Talking to others is hard. It’s becoming very confusing and stressful for me as I grow older and days pass. You have to remember so much about what other people say. I sometimes feel that my memory is getting weaker by the day because the stuff my friends say yesterday, I forget them today. Some friends have given others so many nicknames that I always forget who they’re referring to and stare blankly at them trying to understand the conversation. I don’t even remember the birthdays of my close friends and relatives. This often makes me feel like a bad friend or a bad person, as if they don’t matter to me but they do!

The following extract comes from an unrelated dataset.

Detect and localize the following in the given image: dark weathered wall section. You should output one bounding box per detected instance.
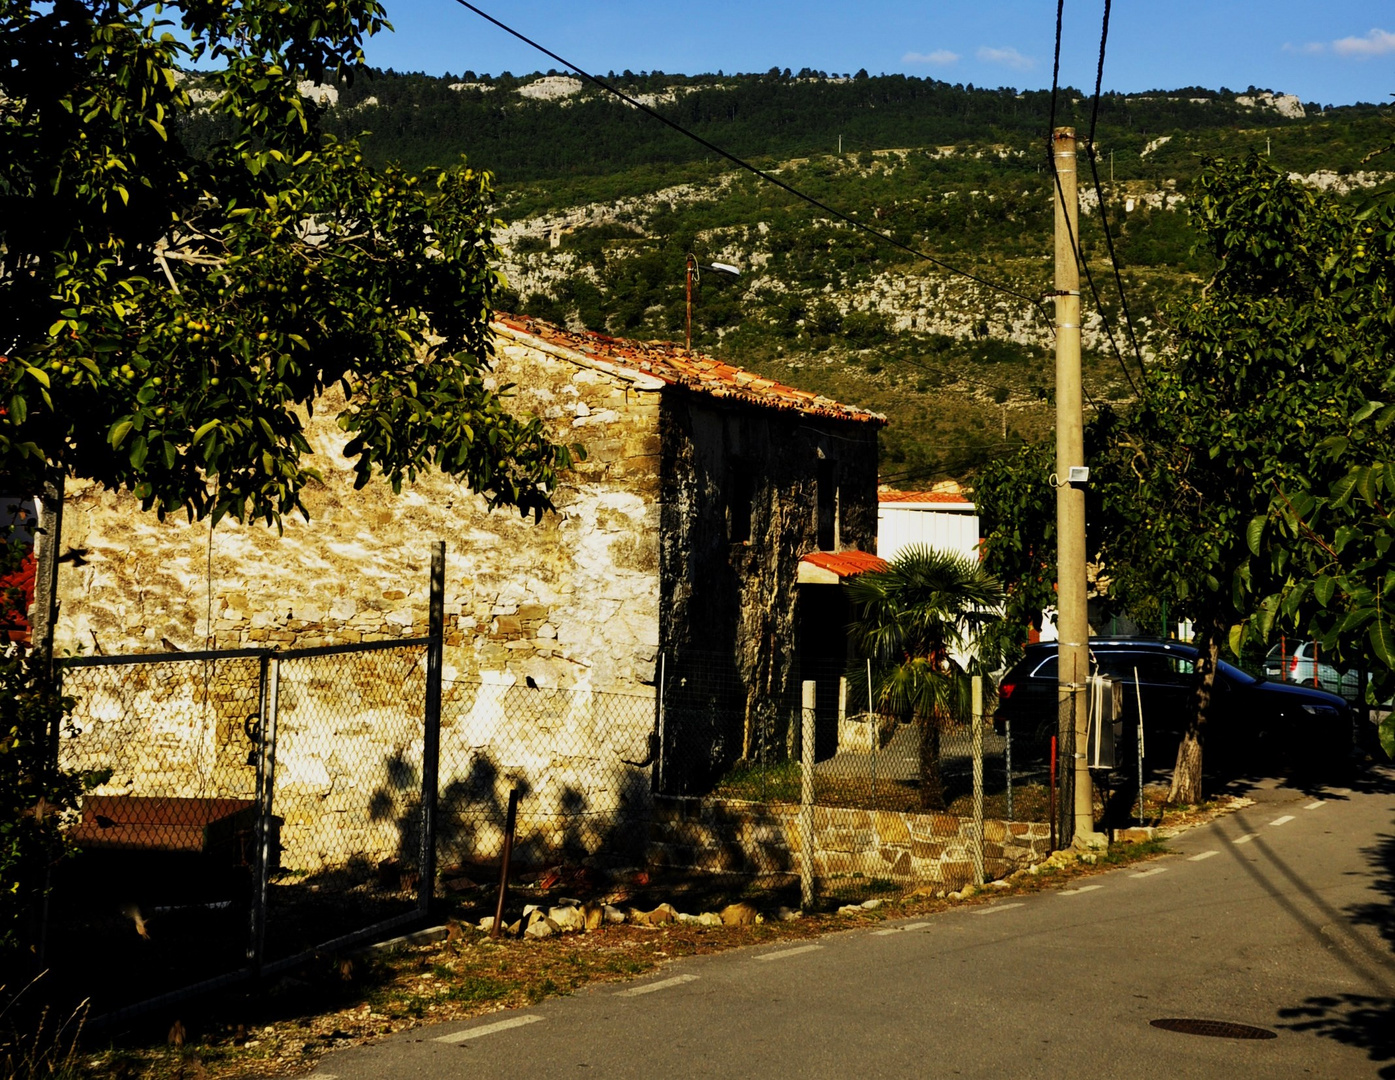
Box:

This is especially hard as I have many friends in the same locality and because I am posted to a different city every few years do I have to leave one life behind for the next. I think that has made me what I am and now I’m getting very disturbed about this. How can I choose and maintain a so-called best friend if I can’t stay committed to the land I’m living on? They say that distance doesn’t effect friendships but I believe it does. Who you spend your every day with matters alot as it decides the type of daily routine you have, who you talk to and who takes part in the important moments of your life. You can’t tell your long distance friends everything about how your day went because everyone has their own days to live through and not everyone is available so a distance is always there, weakening the bond. There are many friends that I wish I’d stay with and make my family but I have to move and leave. I’m praying for stability now because I can’t keep on choosing again and again. What if I’ve found the perfect people or one to be with but I can’t be with them?
I’ll sum up this post by telling you who I am: I’m a lone wanderer. I have friends in a group and even more friends outside the group (in different cities) yet I don’t share my deep feelings, dreams, passions and secrets to any of them except two of them and that too when I feel like it. I enjoy spending time with others and I enjoy being alone.
Do you want to be my friend? Do let me know if I’m crazy & this issue is my fault, or that there are people out there going through the same experiences I’ve went through.